We show a minimal example of text data topic modeling using tinytopics. The NIPS dataset contains a count matrix for 2483 research papers on 14036 terms. More details about the dataset can be found in this GitHub repo.

Import tinytopics¶

import numpy as np
import pandas as pd
import torch
from pyreadr import read_r

import tinytopics as tt

Read count data¶

def read_rds_numpy(file_path):
    X0 = read_r(file_path)
    X = X0[list(X0.keys())[0]]
    return(X.to_numpy())

def read_rds_torch(file_path):
    X = read_rds_numpy(file_path)
    return(torch.from_numpy(X))

X = read_rds_torch("counts.rds")

with open("terms.txt", "r") as file:
    terms = [line.strip() for line in file]

Fit topic model¶

tt.set_random_seed(42)

k = 10
model, losses = tt.fit_model(X, k)
tt.plot_loss(losses, output_file="loss.png")

Post-process results¶

We first load the L and F matrices fitted by fastTopics and then compare them with the tinytopics model. For easier visual comparison, we will try to “align” the topics fitted by tinytopics with those from fastTopics, and sort documents grouped by dominant topics.

L_tt = model.get_normalized_L().numpy()
F_tt = model.get_normalized_F().numpy()

L_ft = read_rds_numpy("L_fastTopics.rds")
F_ft = read_rds_numpy("F_fastTopics.rds")

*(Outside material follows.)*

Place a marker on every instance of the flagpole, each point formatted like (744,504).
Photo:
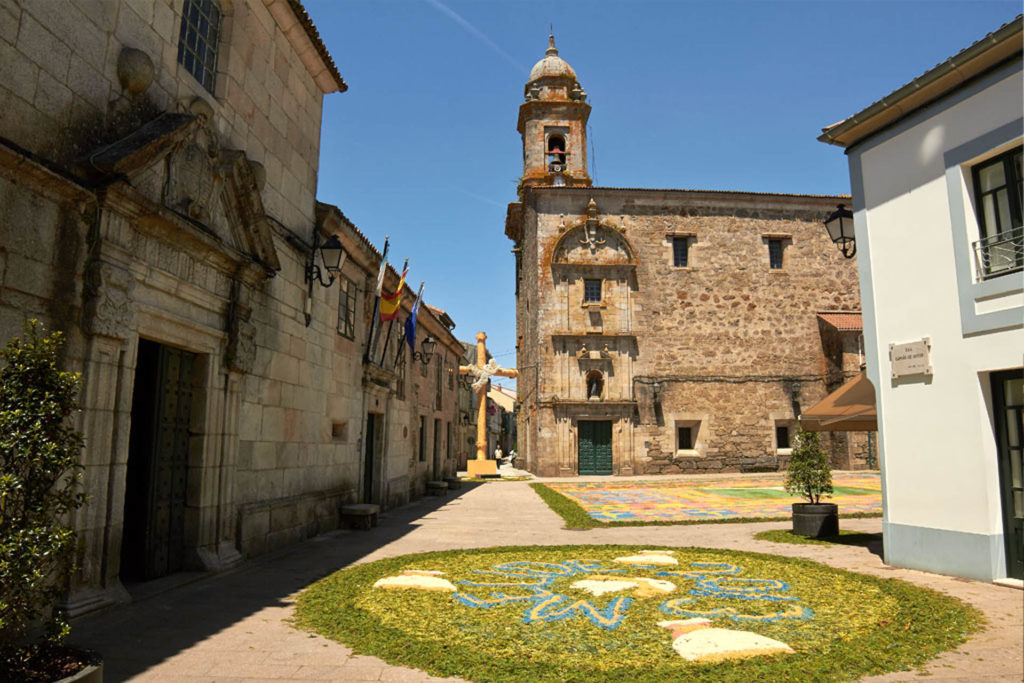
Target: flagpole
(377,303)
(390,326)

aligned_indices = tt.align_topics(F_ft, F_tt)
F_aligned_tt = F_tt[aligned_indices]
L_aligned_tt = L_tt[:, aligned_indices]

sorted_indices_ft = tt.sort_documents(L_ft)
L_sorted_ft = L_ft[sorted_indices_ft]
sorted_indices_tt = tt.sort_documents(L_aligned_tt)
L_sorted_tt = L_aligned_tt[sorted_indices_tt]

Visualize results¶

Use Structure plot to check the document-topic distributions:

tt.plot_structure(
    L_sorted_ft,
    title="fastTopics document-topic distributions (sorted)",
    output_file="L-fastTopics.png",
)

tt.plot_structure(
    L_sorted_tt,
    title="tinytopics document-topic distributions (sorted and aligned)",
    output_file="L-tinytopics.png",
)

Plot the probability of top 15 terms in each topic from both models to inspect their concordance:

tt.plot_top_terms(
    F_ft,
    n_top_terms=15,
    term_names = terms,
    title="fastTopics top terms per topic",
    output_file="F-top-terms-fastTopics.png",
)

tt.plot_top_terms(
    F_aligned_tt,
    n_top_terms=15,
    term_names = terms,
    title="tinytopics top terms per topic (aligned)",
    output_file="F-top-terms-tinytopics.png",
)